Instituto Rafael Arozarena



Instituto Rafael Arozarena in La Orotava, Tenerife by AMP Arquitectos

Photographs are copyright Miguel De Guzman.

Part of the Canary Islands chain, Tenerife is known for the volcanic crater at its center, a strong influence on residents of the island and AMP Arquitectos, who have crafted a body of work that is rooted in its place and possesses a weight rarely found in much contemporary architecture, unfortunately. Their design for the Instituto Rafael Arozarena in La Orotava is no different, composed of overlapping, concrete bars and a detached athletics facility in a valley setting.

Access to the school is via a parking lot to the west or a footbridge on the south, the latter primarily for students after being dropped off. From this high, entry level -- containing offices and the library -- the building descends down the slope, the lowermost portion being the detached gymnasium, its curved roof the apparent antithesis to the strong horizontality of the rest of the school. Movement up and down the slope is achieved via a stair tower that projects like a prow, creating a vertical accent in the building's horizontal banding.

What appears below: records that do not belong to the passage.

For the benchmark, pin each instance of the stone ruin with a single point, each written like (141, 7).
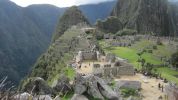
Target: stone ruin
(88, 55)
(111, 70)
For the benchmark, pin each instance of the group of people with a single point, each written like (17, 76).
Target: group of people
(161, 87)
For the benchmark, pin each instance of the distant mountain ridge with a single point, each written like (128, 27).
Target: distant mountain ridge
(146, 16)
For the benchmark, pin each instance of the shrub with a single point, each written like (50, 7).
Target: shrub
(155, 47)
(150, 51)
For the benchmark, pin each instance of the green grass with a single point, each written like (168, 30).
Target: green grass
(130, 53)
(168, 73)
(125, 53)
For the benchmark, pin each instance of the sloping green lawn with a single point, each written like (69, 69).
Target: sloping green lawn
(169, 74)
(130, 53)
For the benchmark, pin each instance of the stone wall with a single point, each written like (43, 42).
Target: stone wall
(87, 55)
(172, 92)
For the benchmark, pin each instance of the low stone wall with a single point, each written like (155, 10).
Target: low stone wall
(172, 92)
(125, 70)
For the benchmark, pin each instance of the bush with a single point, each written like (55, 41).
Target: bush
(155, 47)
(126, 32)
(150, 51)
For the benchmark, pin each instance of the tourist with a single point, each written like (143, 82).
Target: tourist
(159, 86)
(162, 88)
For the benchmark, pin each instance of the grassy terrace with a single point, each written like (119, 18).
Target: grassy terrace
(130, 53)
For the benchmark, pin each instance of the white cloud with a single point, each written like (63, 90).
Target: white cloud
(59, 3)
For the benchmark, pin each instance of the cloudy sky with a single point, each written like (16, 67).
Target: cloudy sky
(59, 3)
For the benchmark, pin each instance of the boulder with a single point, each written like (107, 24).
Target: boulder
(37, 86)
(80, 89)
(106, 91)
(62, 85)
(79, 97)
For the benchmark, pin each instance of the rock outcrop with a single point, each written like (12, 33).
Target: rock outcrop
(62, 85)
(37, 86)
(79, 97)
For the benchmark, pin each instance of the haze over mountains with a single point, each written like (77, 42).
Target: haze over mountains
(25, 33)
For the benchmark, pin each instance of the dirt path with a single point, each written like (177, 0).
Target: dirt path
(150, 89)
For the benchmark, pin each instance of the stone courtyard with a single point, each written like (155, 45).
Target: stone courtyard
(92, 62)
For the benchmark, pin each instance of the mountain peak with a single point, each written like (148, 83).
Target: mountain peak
(71, 17)
(144, 15)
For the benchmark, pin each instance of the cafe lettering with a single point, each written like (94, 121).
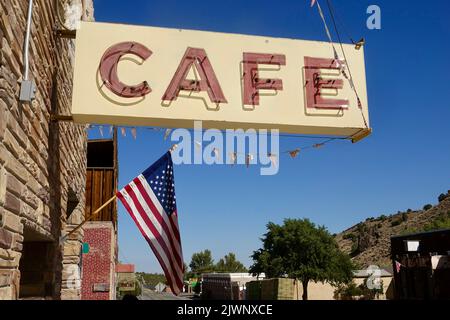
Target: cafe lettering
(128, 75)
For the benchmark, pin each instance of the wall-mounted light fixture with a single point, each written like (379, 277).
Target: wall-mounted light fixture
(28, 87)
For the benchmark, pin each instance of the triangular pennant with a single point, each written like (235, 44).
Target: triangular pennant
(318, 145)
(167, 134)
(233, 157)
(134, 133)
(216, 153)
(273, 159)
(294, 153)
(249, 159)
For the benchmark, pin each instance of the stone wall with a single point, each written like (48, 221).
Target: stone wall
(99, 264)
(42, 162)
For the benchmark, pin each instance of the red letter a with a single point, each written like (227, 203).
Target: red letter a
(207, 79)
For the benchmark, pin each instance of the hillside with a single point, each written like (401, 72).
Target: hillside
(369, 242)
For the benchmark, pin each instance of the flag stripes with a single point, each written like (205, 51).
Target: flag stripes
(148, 208)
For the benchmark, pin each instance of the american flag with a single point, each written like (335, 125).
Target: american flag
(150, 200)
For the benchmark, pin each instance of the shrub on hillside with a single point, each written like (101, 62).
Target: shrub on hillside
(396, 223)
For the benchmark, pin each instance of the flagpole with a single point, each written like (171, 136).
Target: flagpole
(64, 238)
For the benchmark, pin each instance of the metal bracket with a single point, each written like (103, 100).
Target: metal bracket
(66, 34)
(27, 90)
(361, 135)
(55, 118)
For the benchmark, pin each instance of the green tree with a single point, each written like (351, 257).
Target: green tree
(202, 262)
(301, 250)
(229, 263)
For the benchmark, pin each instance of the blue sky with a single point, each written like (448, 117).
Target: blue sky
(404, 164)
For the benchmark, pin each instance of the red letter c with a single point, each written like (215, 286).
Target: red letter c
(108, 69)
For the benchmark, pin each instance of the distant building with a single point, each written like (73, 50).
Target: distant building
(126, 278)
(226, 286)
(422, 265)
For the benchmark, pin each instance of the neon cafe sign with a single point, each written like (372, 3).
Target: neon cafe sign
(128, 75)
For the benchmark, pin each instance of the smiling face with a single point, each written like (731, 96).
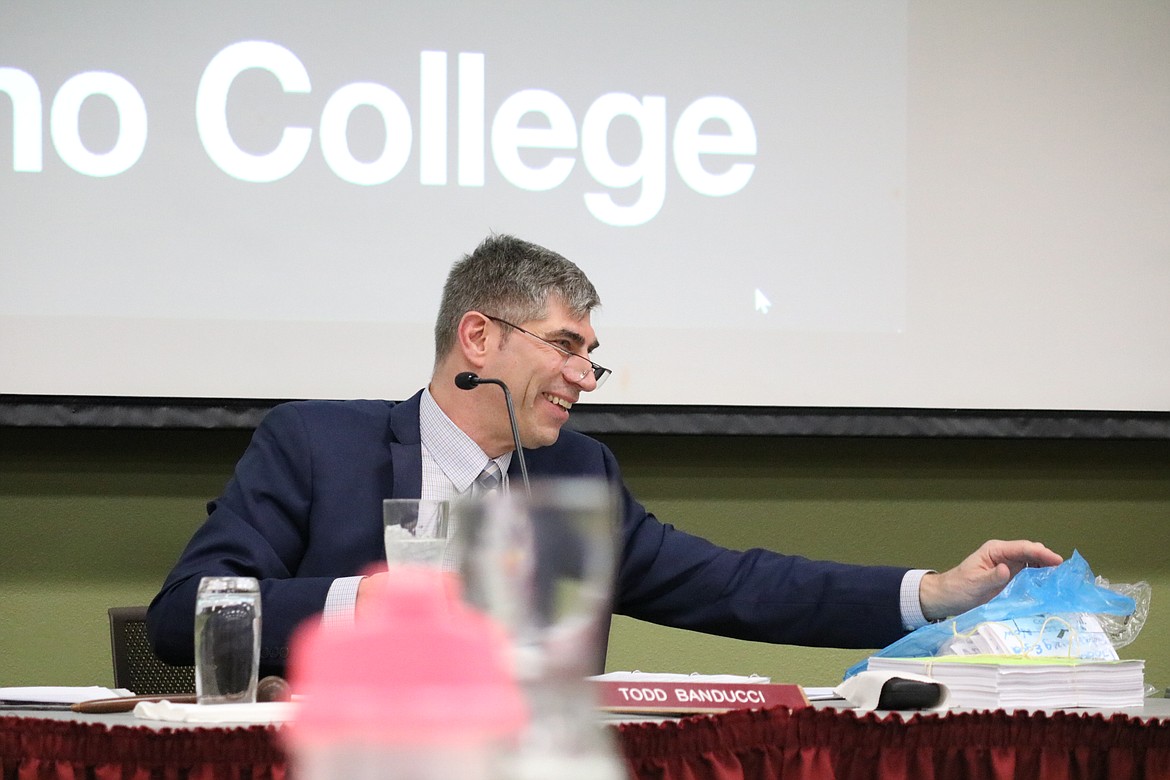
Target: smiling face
(543, 391)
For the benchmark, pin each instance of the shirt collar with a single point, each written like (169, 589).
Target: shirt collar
(460, 458)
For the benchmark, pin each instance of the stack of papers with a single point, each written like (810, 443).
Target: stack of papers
(1016, 682)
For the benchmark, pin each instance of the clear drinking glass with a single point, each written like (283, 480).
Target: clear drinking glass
(418, 531)
(227, 640)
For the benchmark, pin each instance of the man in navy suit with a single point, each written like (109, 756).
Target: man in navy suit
(303, 510)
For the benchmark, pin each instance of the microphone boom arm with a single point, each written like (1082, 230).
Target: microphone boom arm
(468, 380)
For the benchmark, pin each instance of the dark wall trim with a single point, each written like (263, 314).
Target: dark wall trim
(96, 412)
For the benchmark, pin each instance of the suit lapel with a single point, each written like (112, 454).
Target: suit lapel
(405, 448)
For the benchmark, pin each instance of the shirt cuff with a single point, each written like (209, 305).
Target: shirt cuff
(341, 601)
(910, 604)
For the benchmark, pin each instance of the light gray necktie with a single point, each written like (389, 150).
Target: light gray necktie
(488, 482)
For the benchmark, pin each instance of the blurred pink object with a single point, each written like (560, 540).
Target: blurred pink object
(425, 683)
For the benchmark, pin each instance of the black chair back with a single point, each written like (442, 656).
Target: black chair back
(136, 667)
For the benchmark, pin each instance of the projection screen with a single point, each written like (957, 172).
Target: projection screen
(879, 205)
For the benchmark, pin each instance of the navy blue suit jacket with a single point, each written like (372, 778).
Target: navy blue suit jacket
(304, 508)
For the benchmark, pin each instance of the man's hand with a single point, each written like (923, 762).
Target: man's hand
(979, 577)
(371, 591)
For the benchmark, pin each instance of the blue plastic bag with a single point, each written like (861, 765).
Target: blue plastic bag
(1067, 588)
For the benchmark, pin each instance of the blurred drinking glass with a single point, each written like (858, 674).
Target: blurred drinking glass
(418, 531)
(542, 565)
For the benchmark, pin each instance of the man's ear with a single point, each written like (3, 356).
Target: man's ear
(473, 337)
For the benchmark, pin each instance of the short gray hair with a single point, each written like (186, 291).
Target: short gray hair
(513, 280)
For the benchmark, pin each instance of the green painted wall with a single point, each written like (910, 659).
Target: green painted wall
(95, 518)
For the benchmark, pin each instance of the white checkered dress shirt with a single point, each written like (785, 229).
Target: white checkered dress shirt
(451, 464)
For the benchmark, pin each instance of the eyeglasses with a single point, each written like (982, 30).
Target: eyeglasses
(577, 365)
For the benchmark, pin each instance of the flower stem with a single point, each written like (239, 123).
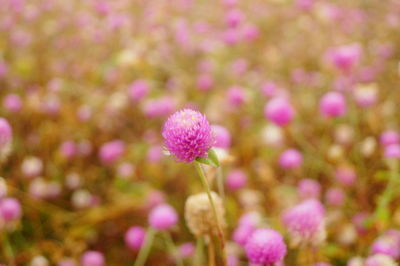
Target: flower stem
(220, 183)
(211, 253)
(198, 258)
(145, 249)
(214, 210)
(172, 248)
(382, 212)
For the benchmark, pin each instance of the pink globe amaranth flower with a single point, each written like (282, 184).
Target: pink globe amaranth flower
(332, 104)
(365, 96)
(279, 111)
(290, 159)
(335, 197)
(346, 176)
(32, 166)
(187, 134)
(205, 82)
(392, 151)
(68, 149)
(389, 137)
(250, 32)
(125, 169)
(160, 107)
(236, 96)
(345, 57)
(242, 233)
(232, 260)
(234, 17)
(12, 102)
(305, 222)
(134, 237)
(186, 250)
(308, 188)
(111, 151)
(222, 137)
(236, 179)
(265, 246)
(10, 209)
(138, 90)
(92, 258)
(163, 217)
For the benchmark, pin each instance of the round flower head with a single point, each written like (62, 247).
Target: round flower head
(10, 209)
(199, 216)
(187, 135)
(265, 246)
(222, 137)
(279, 111)
(389, 137)
(163, 217)
(134, 237)
(290, 159)
(309, 188)
(332, 104)
(345, 57)
(305, 222)
(236, 179)
(380, 260)
(92, 258)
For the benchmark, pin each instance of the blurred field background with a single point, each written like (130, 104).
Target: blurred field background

From the top level to the bottom a slight gradation in the concrete's coloring is apparent, from a slate to a dark green. This change of color continues to the left and right of the stair tower, as if it is a fulcrum about which a change from red to blue to green takes place. This coloring extends to the treatment of the classrooms, which feature gray concrete occasionally set off by bright splashes of color. The overall, pigmented color treatment of the concrete helps break down the scale of the large school, create a pleasing environment for the students, and give the project a distinctive presence on the hillside.

The almost rainbow of colors for the building's concrete exterior -- banded with operable louvers at the classrooms and retractable shades at the corridors -- sits atop rough stone walls that help anchor the school to its site. This weightiness is a refreshing antidote to the lightness and transparency popular in architecture today, where buildings try to dissolve or become immaterial. AMP Arquitectos, in the words of David Cohn, "offer an architecture resistant to this erosion, an architecture which returns us to a material, existential world of experience and being."